国土の「グランドデザイン」構築へ 国交省 若手職員の「タスクフォース」も
住宅新報 2013年11月5日 号 2面
国土交通省はこのほど、「新たな『国土のグランドデザイン』構築に関する有識者懇談会を開いた。これは、08年に国土形成計画が策定された後、東日本大震災など国土を巡る大きな状況の変化を受け、国民の将来への不安感を払しょくするため、新たな国土計画を策定するもの。08年当時とは局面が異なり、2050年を視野に入れた新しいグランドデザインの必要性から生まれた懇談会だ。

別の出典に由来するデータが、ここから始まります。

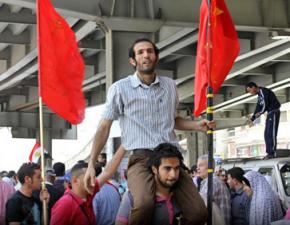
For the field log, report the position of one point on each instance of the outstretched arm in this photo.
(112, 166)
(99, 142)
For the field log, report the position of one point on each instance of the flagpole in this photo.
(209, 116)
(44, 203)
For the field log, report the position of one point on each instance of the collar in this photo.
(161, 198)
(76, 198)
(46, 182)
(136, 82)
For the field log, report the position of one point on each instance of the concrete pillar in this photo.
(47, 142)
(192, 149)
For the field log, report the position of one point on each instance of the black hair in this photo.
(104, 155)
(238, 174)
(98, 169)
(77, 169)
(142, 39)
(11, 174)
(162, 151)
(251, 84)
(27, 169)
(59, 169)
(193, 168)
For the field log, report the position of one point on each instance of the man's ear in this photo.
(74, 179)
(154, 169)
(27, 179)
(132, 62)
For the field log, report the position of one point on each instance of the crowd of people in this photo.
(239, 198)
(160, 189)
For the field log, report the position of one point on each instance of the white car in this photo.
(276, 171)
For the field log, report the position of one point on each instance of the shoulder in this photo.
(64, 202)
(166, 80)
(123, 82)
(16, 197)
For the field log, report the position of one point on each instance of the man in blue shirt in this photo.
(267, 102)
(240, 201)
(106, 202)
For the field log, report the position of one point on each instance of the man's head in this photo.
(193, 170)
(59, 169)
(102, 159)
(235, 177)
(77, 178)
(50, 175)
(202, 166)
(29, 175)
(143, 56)
(252, 88)
(165, 163)
(222, 174)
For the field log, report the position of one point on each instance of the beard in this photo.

目指すべき方向性として、(1)単なる「ゆたかさ、安心」でなく、世界最高水準のゆたかさ、安心の確保(2)経済的豊かさに加え、人間としての喜び、自然の素晴らしさを実感できる「新しい理想長寿共生社会」の実現(3)持続可能なゆたかさと安心――を掲げた。
また、将来推計人口により、出生率が回復したとしても、人口減少は免れず、地域もコンパクト化していくため、それを串のようにつなげるネットワークが必要として、インターネットだけでなく、リニアモーターカーやLCC(格安航空路線)、環状道路などによる高速道路の有効活用、「メガリージョン」を提唱した。今後、これらを受け、寺島実郎・日本総研理事長、坂村健・東大大学院教授、脚本家の小山薫堂氏などの有識者が新たな国土のグランドデザインのため、様々なアイデアを提案していく。